A Neural Transducer
Venue
NIPS 2016 (2016) (to appear)
Publication Year
2016
Authors
Navdeep Jaitly, David Sussillo, Quoc V. Le, Oriol Vinyals, Ilya Sutskever, Samy Bengio
BibTeX
Abstract
Sequence-to-sequence models have achieved impressive results on various tasks.
However, they are unsuitable for tasks that require incremental predictions to be
made as more data arrives or tasks that have long input sequences and output
sequences. This is because they generate an output sequence conditioned on an
entire input sequence. In this paper, we present a Neural Transducer that can make
incremental predictions as more input arrives, without redoing the entire
computation.
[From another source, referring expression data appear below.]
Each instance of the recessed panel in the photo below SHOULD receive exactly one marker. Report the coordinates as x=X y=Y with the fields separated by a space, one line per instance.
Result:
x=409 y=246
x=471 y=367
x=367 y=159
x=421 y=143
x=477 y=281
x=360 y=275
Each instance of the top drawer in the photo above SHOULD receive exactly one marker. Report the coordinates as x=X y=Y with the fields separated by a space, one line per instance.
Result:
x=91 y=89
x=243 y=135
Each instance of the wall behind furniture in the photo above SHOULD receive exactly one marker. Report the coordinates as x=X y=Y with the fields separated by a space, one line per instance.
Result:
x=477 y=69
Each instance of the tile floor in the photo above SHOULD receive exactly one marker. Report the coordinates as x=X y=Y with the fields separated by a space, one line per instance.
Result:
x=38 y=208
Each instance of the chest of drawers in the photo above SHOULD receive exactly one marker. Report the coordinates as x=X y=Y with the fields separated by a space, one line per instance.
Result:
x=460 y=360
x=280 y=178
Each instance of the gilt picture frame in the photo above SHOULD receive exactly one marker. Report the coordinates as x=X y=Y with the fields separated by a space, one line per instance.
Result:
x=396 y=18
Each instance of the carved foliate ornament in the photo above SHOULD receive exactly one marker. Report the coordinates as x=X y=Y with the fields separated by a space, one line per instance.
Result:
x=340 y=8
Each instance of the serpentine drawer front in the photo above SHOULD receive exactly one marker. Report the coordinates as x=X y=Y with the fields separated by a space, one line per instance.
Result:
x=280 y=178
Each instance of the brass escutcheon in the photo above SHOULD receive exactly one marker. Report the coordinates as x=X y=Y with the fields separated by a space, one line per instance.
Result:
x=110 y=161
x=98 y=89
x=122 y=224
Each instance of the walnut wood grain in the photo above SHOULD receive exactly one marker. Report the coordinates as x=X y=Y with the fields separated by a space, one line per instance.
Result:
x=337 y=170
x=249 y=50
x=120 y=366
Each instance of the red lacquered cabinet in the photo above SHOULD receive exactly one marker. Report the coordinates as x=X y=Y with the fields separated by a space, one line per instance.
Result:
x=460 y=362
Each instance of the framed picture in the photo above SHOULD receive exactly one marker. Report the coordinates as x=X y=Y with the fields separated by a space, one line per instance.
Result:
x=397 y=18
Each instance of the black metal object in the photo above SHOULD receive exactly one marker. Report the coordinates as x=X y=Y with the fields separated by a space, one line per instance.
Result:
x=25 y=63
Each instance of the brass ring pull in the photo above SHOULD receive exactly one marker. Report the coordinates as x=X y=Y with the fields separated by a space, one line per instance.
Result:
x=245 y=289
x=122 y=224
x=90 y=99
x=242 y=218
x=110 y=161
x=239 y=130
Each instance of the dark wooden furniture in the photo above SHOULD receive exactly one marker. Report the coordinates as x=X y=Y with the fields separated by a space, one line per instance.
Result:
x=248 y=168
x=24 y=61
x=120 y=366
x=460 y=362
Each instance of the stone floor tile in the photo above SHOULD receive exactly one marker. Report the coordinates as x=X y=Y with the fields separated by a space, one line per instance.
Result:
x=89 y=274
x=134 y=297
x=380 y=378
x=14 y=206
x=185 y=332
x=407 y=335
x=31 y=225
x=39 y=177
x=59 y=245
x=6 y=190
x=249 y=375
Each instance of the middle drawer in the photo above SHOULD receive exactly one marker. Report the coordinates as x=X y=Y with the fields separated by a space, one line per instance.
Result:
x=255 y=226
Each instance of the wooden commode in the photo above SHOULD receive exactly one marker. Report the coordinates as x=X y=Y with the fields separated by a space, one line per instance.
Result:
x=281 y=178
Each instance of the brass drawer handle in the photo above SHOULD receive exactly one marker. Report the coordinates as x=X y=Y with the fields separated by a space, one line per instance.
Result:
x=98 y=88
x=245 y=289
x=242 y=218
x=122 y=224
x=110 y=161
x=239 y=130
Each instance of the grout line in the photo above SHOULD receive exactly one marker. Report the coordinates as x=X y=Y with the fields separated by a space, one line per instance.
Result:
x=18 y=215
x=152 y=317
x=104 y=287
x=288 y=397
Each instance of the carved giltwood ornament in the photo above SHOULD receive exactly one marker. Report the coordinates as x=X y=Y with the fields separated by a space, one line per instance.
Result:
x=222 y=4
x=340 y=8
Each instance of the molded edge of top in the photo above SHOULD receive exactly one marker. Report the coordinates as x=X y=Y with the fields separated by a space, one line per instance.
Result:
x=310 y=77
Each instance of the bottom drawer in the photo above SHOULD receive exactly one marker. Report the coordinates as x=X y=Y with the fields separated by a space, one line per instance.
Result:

Unlike sequence-to-sequence models, the Neural Transducer computes the
next-step distribution conditioned on the partially observed input sequence and the
partially generated sequence. At each time step, the transducer can decide to emit
zero to many output symbols. The data can be processed using an encoder and
presented as input to the transducer. The discrete decision to emit a symbol at
every time step makes it difficult to learn with conventional backpropagation. It
is however possible to train the transducer by using a dynamic programming
algorithm to generate target discrete decisions. Our experiments show that the
Neural Transducer works well in settings where it is required to produce output
predictions as data come in. We also find that the Neural Transducer performs well
for long sequences even when attention mechanisms are not used.